Alternatively, individuals who seek deep relief from life in isolation for fear of exposure, still disconnect from others. Social sanctions on consumption are negated, time is spent alone in deepening alienation until other aspects of their life are threatened.
Crisis points figure highly in non-treatment seekers’ account of what motivates them to change. This may be the shame of current behaviour or an existential guilt that the individual is not reaching their potential. It can be triggered by mundane events or through hitting ‘rock bottom’.
Hitting rock bottom is the realisation that one now dwells in a personal hell, one which no chemical consumption has the potency to subdue. This realisation can be sparked through quiet reflection when the environmental distractions of the addictive life is turned down, to a profound spiritual reawakening.
While these events can happen in the natural course of use, and indeed happen to non-users, some research suggests they may be initiated by some low previous low dose treatment intervention. What we see here is the addiction provides not only meaning and purpose to the user’s life, but the critical factor in change is again deeply entwined in a breakdown in meaning and the re-evaluation of self-identity. Drug use changes as it becomes increasingly incompatible with the emergent sense of oneself.’

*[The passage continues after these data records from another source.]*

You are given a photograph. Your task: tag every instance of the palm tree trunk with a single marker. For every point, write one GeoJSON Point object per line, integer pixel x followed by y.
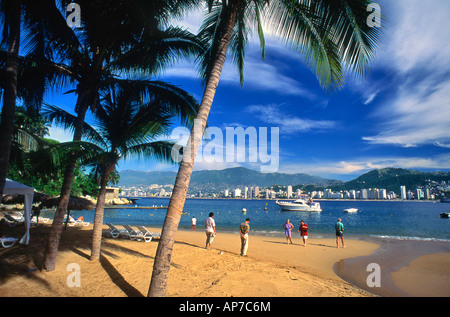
{"type": "Point", "coordinates": [58, 220]}
{"type": "Point", "coordinates": [98, 218]}
{"type": "Point", "coordinates": [10, 91]}
{"type": "Point", "coordinates": [163, 255]}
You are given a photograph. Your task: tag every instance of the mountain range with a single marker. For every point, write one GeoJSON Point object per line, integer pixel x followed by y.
{"type": "Point", "coordinates": [230, 177]}
{"type": "Point", "coordinates": [388, 178]}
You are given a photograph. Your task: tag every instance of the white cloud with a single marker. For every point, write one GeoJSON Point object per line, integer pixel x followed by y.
{"type": "Point", "coordinates": [416, 53]}
{"type": "Point", "coordinates": [358, 166]}
{"type": "Point", "coordinates": [273, 114]}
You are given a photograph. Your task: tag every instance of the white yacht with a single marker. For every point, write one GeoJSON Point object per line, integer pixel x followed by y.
{"type": "Point", "coordinates": [298, 205]}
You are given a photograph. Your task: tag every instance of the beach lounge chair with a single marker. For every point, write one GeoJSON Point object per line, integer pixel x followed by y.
{"type": "Point", "coordinates": [8, 242]}
{"type": "Point", "coordinates": [114, 232]}
{"type": "Point", "coordinates": [145, 234]}
{"type": "Point", "coordinates": [41, 219]}
{"type": "Point", "coordinates": [13, 220]}
{"type": "Point", "coordinates": [72, 222]}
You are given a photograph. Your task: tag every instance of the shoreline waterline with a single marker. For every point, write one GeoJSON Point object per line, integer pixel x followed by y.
{"type": "Point", "coordinates": [392, 255]}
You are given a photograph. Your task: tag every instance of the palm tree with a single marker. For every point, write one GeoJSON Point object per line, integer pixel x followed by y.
{"type": "Point", "coordinates": [94, 56]}
{"type": "Point", "coordinates": [332, 36]}
{"type": "Point", "coordinates": [129, 119]}
{"type": "Point", "coordinates": [24, 24]}
{"type": "Point", "coordinates": [11, 32]}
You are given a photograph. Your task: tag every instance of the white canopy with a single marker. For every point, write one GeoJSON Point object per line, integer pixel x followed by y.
{"type": "Point", "coordinates": [15, 188]}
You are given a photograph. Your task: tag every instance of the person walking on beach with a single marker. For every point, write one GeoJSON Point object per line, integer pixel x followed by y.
{"type": "Point", "coordinates": [210, 227]}
{"type": "Point", "coordinates": [339, 227]}
{"type": "Point", "coordinates": [287, 230]}
{"type": "Point", "coordinates": [243, 230]}
{"type": "Point", "coordinates": [303, 229]}
{"type": "Point", "coordinates": [194, 223]}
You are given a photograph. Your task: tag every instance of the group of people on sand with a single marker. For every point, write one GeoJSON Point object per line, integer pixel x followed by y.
{"type": "Point", "coordinates": [210, 228]}
{"type": "Point", "coordinates": [244, 228]}
{"type": "Point", "coordinates": [303, 229]}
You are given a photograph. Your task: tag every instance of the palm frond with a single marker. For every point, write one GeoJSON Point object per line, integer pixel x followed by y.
{"type": "Point", "coordinates": [68, 121]}
{"type": "Point", "coordinates": [160, 150]}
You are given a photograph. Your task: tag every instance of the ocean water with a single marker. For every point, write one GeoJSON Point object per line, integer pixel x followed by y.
{"type": "Point", "coordinates": [384, 219]}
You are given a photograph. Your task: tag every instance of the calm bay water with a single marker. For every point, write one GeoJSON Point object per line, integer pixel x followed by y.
{"type": "Point", "coordinates": [386, 219]}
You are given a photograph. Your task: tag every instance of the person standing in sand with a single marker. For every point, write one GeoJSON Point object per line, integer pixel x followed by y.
{"type": "Point", "coordinates": [194, 223]}
{"type": "Point", "coordinates": [339, 227]}
{"type": "Point", "coordinates": [243, 230]}
{"type": "Point", "coordinates": [210, 227]}
{"type": "Point", "coordinates": [303, 229]}
{"type": "Point", "coordinates": [288, 230]}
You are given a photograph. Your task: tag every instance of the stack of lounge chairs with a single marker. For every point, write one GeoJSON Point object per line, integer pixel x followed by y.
{"type": "Point", "coordinates": [139, 234]}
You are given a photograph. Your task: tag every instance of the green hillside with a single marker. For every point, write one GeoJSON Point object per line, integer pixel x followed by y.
{"type": "Point", "coordinates": [238, 176]}
{"type": "Point", "coordinates": [392, 178]}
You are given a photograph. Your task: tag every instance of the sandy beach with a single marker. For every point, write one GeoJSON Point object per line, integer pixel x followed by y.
{"type": "Point", "coordinates": [272, 268]}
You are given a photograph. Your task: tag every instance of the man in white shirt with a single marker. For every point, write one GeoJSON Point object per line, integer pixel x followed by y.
{"type": "Point", "coordinates": [194, 223]}
{"type": "Point", "coordinates": [210, 226]}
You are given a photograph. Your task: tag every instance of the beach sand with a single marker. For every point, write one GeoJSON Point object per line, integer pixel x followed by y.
{"type": "Point", "coordinates": [272, 268]}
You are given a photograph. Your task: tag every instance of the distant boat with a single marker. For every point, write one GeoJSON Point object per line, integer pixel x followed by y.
{"type": "Point", "coordinates": [298, 205]}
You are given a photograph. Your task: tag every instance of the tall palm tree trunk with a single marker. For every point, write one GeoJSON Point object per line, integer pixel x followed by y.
{"type": "Point", "coordinates": [10, 91]}
{"type": "Point", "coordinates": [58, 220]}
{"type": "Point", "coordinates": [163, 256]}
{"type": "Point", "coordinates": [98, 218]}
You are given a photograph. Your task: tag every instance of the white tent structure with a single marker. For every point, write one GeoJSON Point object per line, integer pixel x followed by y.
{"type": "Point", "coordinates": [15, 188]}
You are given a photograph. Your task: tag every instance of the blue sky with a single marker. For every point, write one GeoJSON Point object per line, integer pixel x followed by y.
{"type": "Point", "coordinates": [399, 116]}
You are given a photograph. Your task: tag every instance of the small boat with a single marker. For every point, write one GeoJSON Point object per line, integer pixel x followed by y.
{"type": "Point", "coordinates": [298, 205]}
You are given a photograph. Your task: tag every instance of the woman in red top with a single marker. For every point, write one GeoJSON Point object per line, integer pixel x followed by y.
{"type": "Point", "coordinates": [303, 229]}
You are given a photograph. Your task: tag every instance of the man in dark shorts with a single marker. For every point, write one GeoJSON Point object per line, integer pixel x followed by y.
{"type": "Point", "coordinates": [339, 227]}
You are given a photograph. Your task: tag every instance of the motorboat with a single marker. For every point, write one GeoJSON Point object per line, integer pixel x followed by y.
{"type": "Point", "coordinates": [299, 205]}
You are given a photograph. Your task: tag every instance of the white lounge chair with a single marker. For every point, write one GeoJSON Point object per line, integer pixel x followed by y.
{"type": "Point", "coordinates": [8, 242]}
{"type": "Point", "coordinates": [145, 234]}
{"type": "Point", "coordinates": [13, 220]}
{"type": "Point", "coordinates": [41, 219]}
{"type": "Point", "coordinates": [114, 232]}
{"type": "Point", "coordinates": [72, 222]}
{"type": "Point", "coordinates": [132, 232]}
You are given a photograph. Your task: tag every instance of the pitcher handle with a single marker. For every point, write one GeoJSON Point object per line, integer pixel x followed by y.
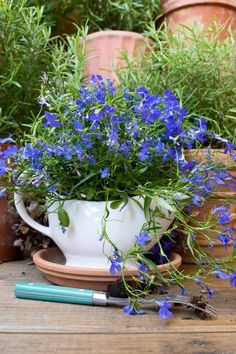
{"type": "Point", "coordinates": [20, 207]}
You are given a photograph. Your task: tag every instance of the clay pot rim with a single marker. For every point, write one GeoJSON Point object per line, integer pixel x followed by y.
{"type": "Point", "coordinates": [46, 266]}
{"type": "Point", "coordinates": [218, 152]}
{"type": "Point", "coordinates": [216, 243]}
{"type": "Point", "coordinates": [179, 4]}
{"type": "Point", "coordinates": [114, 33]}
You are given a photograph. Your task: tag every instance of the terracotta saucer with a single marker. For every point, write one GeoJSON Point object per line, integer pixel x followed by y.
{"type": "Point", "coordinates": [51, 263]}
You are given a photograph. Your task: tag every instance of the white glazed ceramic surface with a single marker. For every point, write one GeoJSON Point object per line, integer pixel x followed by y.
{"type": "Point", "coordinates": [82, 243]}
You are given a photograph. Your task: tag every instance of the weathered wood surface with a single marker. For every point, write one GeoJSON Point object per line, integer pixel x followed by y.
{"type": "Point", "coordinates": [28, 326]}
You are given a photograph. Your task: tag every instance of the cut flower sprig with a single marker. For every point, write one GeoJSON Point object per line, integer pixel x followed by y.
{"type": "Point", "coordinates": [108, 144]}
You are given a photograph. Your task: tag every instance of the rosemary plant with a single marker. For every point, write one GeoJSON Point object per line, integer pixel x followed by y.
{"type": "Point", "coordinates": [194, 64]}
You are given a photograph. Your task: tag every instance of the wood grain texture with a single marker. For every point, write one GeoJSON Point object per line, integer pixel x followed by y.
{"type": "Point", "coordinates": [107, 343]}
{"type": "Point", "coordinates": [28, 326]}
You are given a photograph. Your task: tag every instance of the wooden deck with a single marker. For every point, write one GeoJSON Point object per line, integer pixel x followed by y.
{"type": "Point", "coordinates": [28, 326]}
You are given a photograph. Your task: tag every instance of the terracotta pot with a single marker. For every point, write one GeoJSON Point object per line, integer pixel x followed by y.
{"type": "Point", "coordinates": [220, 195]}
{"type": "Point", "coordinates": [104, 51]}
{"type": "Point", "coordinates": [8, 251]}
{"type": "Point", "coordinates": [51, 263]}
{"type": "Point", "coordinates": [188, 12]}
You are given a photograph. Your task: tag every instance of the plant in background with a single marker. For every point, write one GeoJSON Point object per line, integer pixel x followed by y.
{"type": "Point", "coordinates": [113, 145]}
{"type": "Point", "coordinates": [24, 38]}
{"type": "Point", "coordinates": [26, 53]}
{"type": "Point", "coordinates": [198, 67]}
{"type": "Point", "coordinates": [131, 15]}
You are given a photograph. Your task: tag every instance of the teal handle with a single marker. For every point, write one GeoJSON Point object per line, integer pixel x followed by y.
{"type": "Point", "coordinates": [46, 292]}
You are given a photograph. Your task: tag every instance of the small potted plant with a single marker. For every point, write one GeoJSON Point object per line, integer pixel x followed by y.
{"type": "Point", "coordinates": [202, 75]}
{"type": "Point", "coordinates": [111, 168]}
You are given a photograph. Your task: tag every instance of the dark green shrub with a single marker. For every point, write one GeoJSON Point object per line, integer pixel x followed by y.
{"type": "Point", "coordinates": [195, 65]}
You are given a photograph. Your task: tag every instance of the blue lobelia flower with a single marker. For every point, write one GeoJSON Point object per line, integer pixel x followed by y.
{"type": "Point", "coordinates": [132, 310]}
{"type": "Point", "coordinates": [224, 239]}
{"type": "Point", "coordinates": [210, 292]}
{"type": "Point", "coordinates": [10, 151]}
{"type": "Point", "coordinates": [220, 274]}
{"type": "Point", "coordinates": [164, 311]}
{"type": "Point", "coordinates": [3, 167]}
{"type": "Point", "coordinates": [142, 238]}
{"type": "Point", "coordinates": [232, 280]}
{"type": "Point", "coordinates": [224, 218]}
{"type": "Point", "coordinates": [104, 172]}
{"type": "Point", "coordinates": [51, 119]}
{"type": "Point", "coordinates": [116, 261]}
{"type": "Point", "coordinates": [142, 269]}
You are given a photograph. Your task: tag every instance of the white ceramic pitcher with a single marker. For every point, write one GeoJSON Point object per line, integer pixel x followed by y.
{"type": "Point", "coordinates": [82, 243]}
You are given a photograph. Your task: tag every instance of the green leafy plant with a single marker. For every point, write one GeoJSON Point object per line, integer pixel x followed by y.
{"type": "Point", "coordinates": [27, 52]}
{"type": "Point", "coordinates": [24, 37]}
{"type": "Point", "coordinates": [196, 65]}
{"type": "Point", "coordinates": [111, 145]}
{"type": "Point", "coordinates": [130, 15]}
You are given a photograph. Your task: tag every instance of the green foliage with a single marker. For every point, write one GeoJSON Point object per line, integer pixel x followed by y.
{"type": "Point", "coordinates": [130, 15]}
{"type": "Point", "coordinates": [27, 52]}
{"type": "Point", "coordinates": [23, 56]}
{"type": "Point", "coordinates": [65, 72]}
{"type": "Point", "coordinates": [195, 65]}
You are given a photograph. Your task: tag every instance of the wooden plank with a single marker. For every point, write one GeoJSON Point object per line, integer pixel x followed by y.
{"type": "Point", "coordinates": [200, 343]}
{"type": "Point", "coordinates": [28, 316]}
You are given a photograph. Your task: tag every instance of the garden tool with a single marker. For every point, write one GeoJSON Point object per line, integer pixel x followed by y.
{"type": "Point", "coordinates": [46, 292]}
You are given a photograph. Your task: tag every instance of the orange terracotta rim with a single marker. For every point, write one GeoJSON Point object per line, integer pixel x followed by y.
{"type": "Point", "coordinates": [114, 33]}
{"type": "Point", "coordinates": [169, 7]}
{"type": "Point", "coordinates": [51, 261]}
{"type": "Point", "coordinates": [217, 243]}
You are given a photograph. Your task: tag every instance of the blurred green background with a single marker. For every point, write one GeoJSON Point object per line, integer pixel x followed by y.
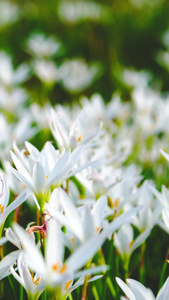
{"type": "Point", "coordinates": [114, 34]}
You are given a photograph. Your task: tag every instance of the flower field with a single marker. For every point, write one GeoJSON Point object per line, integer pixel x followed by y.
{"type": "Point", "coordinates": [84, 150]}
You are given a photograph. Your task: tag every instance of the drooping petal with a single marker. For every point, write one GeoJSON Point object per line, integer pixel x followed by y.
{"type": "Point", "coordinates": [32, 255]}
{"type": "Point", "coordinates": [126, 289]}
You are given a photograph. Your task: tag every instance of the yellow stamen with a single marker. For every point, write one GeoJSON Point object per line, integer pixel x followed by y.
{"type": "Point", "coordinates": [63, 269]}
{"type": "Point", "coordinates": [115, 203]}
{"type": "Point", "coordinates": [1, 209]}
{"type": "Point", "coordinates": [36, 282]}
{"type": "Point", "coordinates": [131, 243]}
{"type": "Point", "coordinates": [98, 229]}
{"type": "Point", "coordinates": [67, 284]}
{"type": "Point", "coordinates": [55, 267]}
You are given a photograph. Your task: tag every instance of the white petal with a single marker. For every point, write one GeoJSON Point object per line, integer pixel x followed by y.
{"type": "Point", "coordinates": [54, 246]}
{"type": "Point", "coordinates": [39, 177]}
{"type": "Point", "coordinates": [33, 256]}
{"type": "Point", "coordinates": [85, 252]}
{"type": "Point", "coordinates": [126, 289]}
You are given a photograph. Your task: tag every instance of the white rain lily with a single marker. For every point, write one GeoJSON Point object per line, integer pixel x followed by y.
{"type": "Point", "coordinates": [41, 46]}
{"type": "Point", "coordinates": [76, 75]}
{"type": "Point", "coordinates": [134, 290]}
{"type": "Point", "coordinates": [12, 100]}
{"type": "Point", "coordinates": [32, 284]}
{"type": "Point", "coordinates": [39, 170]}
{"type": "Point", "coordinates": [5, 210]}
{"type": "Point", "coordinates": [52, 269]}
{"type": "Point", "coordinates": [125, 243]}
{"type": "Point", "coordinates": [7, 262]}
{"type": "Point", "coordinates": [82, 223]}
{"type": "Point", "coordinates": [14, 131]}
{"type": "Point", "coordinates": [8, 76]}
{"type": "Point", "coordinates": [164, 206]}
{"type": "Point", "coordinates": [70, 134]}
{"type": "Point", "coordinates": [46, 71]}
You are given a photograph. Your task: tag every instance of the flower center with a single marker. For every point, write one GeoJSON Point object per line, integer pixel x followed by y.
{"type": "Point", "coordinates": [36, 282]}
{"type": "Point", "coordinates": [1, 209]}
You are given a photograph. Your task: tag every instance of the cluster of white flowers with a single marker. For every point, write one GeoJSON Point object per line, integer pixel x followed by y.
{"type": "Point", "coordinates": [82, 192]}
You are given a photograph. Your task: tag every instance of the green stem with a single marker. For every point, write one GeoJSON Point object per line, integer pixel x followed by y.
{"type": "Point", "coordinates": [12, 288]}
{"type": "Point", "coordinates": [142, 268]}
{"type": "Point", "coordinates": [111, 287]}
{"type": "Point", "coordinates": [162, 274]}
{"type": "Point", "coordinates": [70, 297]}
{"type": "Point", "coordinates": [21, 293]}
{"type": "Point", "coordinates": [43, 296]}
{"type": "Point", "coordinates": [95, 293]}
{"type": "Point", "coordinates": [67, 185]}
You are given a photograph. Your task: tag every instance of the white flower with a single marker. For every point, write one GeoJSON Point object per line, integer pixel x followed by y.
{"type": "Point", "coordinates": [32, 284]}
{"type": "Point", "coordinates": [82, 223]}
{"type": "Point", "coordinates": [4, 198]}
{"type": "Point", "coordinates": [71, 134]}
{"type": "Point", "coordinates": [53, 270]}
{"type": "Point", "coordinates": [8, 76]}
{"type": "Point", "coordinates": [76, 75]}
{"type": "Point", "coordinates": [46, 71]}
{"type": "Point", "coordinates": [134, 290]}
{"type": "Point", "coordinates": [41, 46]}
{"type": "Point", "coordinates": [6, 263]}
{"type": "Point", "coordinates": [40, 170]}
{"type": "Point", "coordinates": [125, 243]}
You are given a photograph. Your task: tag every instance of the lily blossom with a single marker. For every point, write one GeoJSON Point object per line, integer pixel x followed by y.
{"type": "Point", "coordinates": [32, 284]}
{"type": "Point", "coordinates": [134, 290]}
{"type": "Point", "coordinates": [52, 268]}
{"type": "Point", "coordinates": [5, 210]}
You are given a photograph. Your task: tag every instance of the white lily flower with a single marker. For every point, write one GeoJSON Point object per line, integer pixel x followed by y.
{"type": "Point", "coordinates": [134, 290]}
{"type": "Point", "coordinates": [8, 76]}
{"type": "Point", "coordinates": [40, 170]}
{"type": "Point", "coordinates": [125, 243]}
{"type": "Point", "coordinates": [52, 268]}
{"type": "Point", "coordinates": [82, 223]}
{"type": "Point", "coordinates": [70, 134]}
{"type": "Point", "coordinates": [46, 71]}
{"type": "Point", "coordinates": [41, 46]}
{"type": "Point", "coordinates": [7, 262]}
{"type": "Point", "coordinates": [5, 210]}
{"type": "Point", "coordinates": [32, 284]}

I find the following words from Phil Harris particularly important:
‘We would not expect a 14 year-old to competently meet demands of a 35 year-old. They have neither the skills, the experience or cognitive capacity to do so. But we expect it of the newly drug free individual. And when they fail, we call it the disease.’
In peer-led recovery communities, people who have previously become embedded in the shadow society, or culture of addiction, at a very young age, can learn important skills and develop emotionally in a safe, welcoming, understanding and inspiring environment.